A oferta de vagas, porém, foi maior para trabalhadores qualificados. Após a reforma, aumentou também o rendimento desses profissionais. “A relação entre mercado de trabalho e oferta de crédito já era conhecida, mas esse estudo trouxe uma relação de causa e efeito”, diz o professor de finanças da FGV, Rafael Schiozer.
“A causalidade é uma questão importante do artigo, porque as variáveis econômicas são muito endógenas, muito correlacionadas, é difícil dizer que uma coisa puxou a outra”, afirma a economista Luciana Machado, professora da Fipecafi (Fundação Instituto de Pesquisas Contábeis, Atuariais e Financeiras).
Com isso, os especialistas conseguem fazer um paralelo com o cenário após a pandemia. Mesmo em linhas de crédito sem subsídio do governo, as empresas tomaram mais crédito do que no mesmo período do ano passado. Dados semanais de crédito livre do BC mostram que as empresas tomaram 16,5% a mais em empréstimos na pandemia, na comparação com o mesmo período de 2019.
Nesses dados, o BC exclui as linhas subsidiadas pelo governo, cartão de crédito e cheque especial da conta. Assim, são contabilizados financiamentos de capital de giro, desconto de recebíveis e de importação e exportação, por exemplo.
As concessões totais de crédito para empresas alcançaram R$ 223 bilhões em março deste ano, no início da crise, quando grandes empresas pegaram linhas pré-aprovadas para fazer caixa. Em abril, o volume de empréstimos ficou em R$ 155 bilhões, acima dos R$ 139 bilhões do mesmo mês de 2019. Em maio, caiu para R$ 142 bilhões.
Diante do arrefecimento em novas concessões, notadamente para micro, pequenas e médias empresas, o BC anunciou em junho novas medidas, focadas em direcionamentos que beneficiem tais segmentos.

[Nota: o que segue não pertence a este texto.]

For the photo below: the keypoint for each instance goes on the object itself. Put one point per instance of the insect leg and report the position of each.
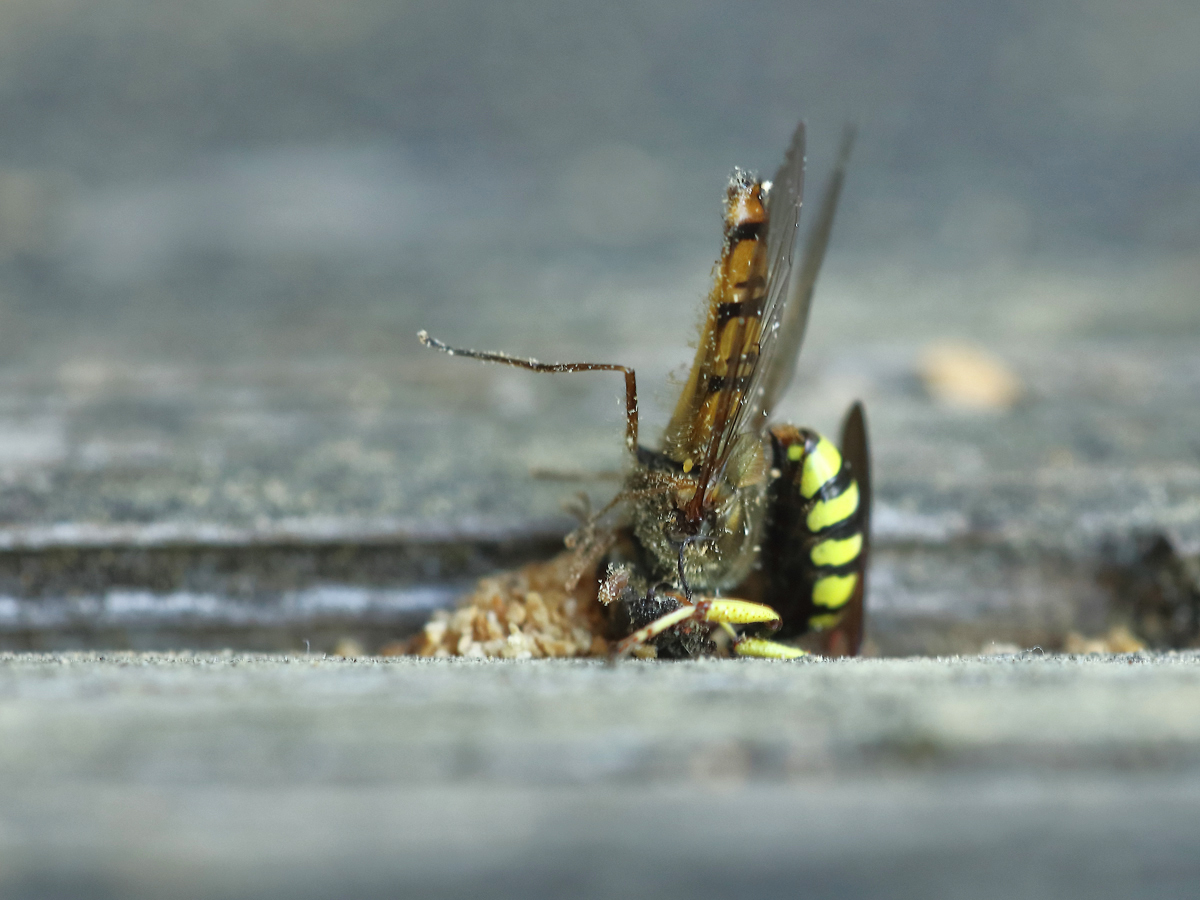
(535, 366)
(715, 610)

Nos meses seguintes, as concessões ficaram acima de R$ 150 bilhões. Grande parte desse impulso veio de medidas da autoridade monetária para aumentar a liquidez no sistema financeiro e das linhas criadas com recursos da União para que o crédito chegasse a quem teve que paralisar as atividades na crise. Ainda assim, demanda por empréstimos é alta e muitos empreendimentos ficaram sem crédito.
Em meio à crise, o desemprego cresceu 2,6 pontos percentuais de janeiro a julho, segundo o IBGE (Instituto Brasileiro de Geografia e Estatística), e chegou a 13,8%. Para Luciana Machado, sem os programas de crédito do governo, o desemprego estaria em patamar mais elevado.
“Em crises temos muita incerteza, o que representa risco para as instituições financeiras e elas tendem a restringir a oferta de crédito. É justamente nesse momento também que as empresas precisam de mais crédito para conseguir sustentar suas operações, especialmente as pequenas”, diz a especialista em finanças.
A avaliação é que, quando os incentivos do governo chegarem ao fim, caso haja contração no crédito, o mercado de trabalho será impactado. “Outro artigo, americano, mostrou que as restrições de crédito para as pequenas empresas foram um dos fatores determinantes na dinâmica de desemprego durante a recessão de 2007/2009 nos Estados Unidos. E as menores foram as mais afetadas”, diz Machado.
“Os bancos terão de separar o joio do trigo para ver quais empresas já iam fechar, mesmo sem os efeitos da pandemia, e quais estão sofrendo por causa da crise. Se os bancos acertarem nisso, poderá ser determinante para as companhias”, afirma Schiozer.
Para o diretor da FGV Social, Marcelo Neri, a crise e uma possível escassez de crédito podem impactar não só os postos de trabalho, mas também a renda do assalariado.
“Já observamos que a renda do trabalho caiu 20% com a pandemia, e a camada mais pobre perdeu mais”, diz ele, que, ainda assim, concorda que os bancos terão de filtrar a liberação de recursos no pós-pandemia. “Crédito pouco eficiente gera inadimplência”.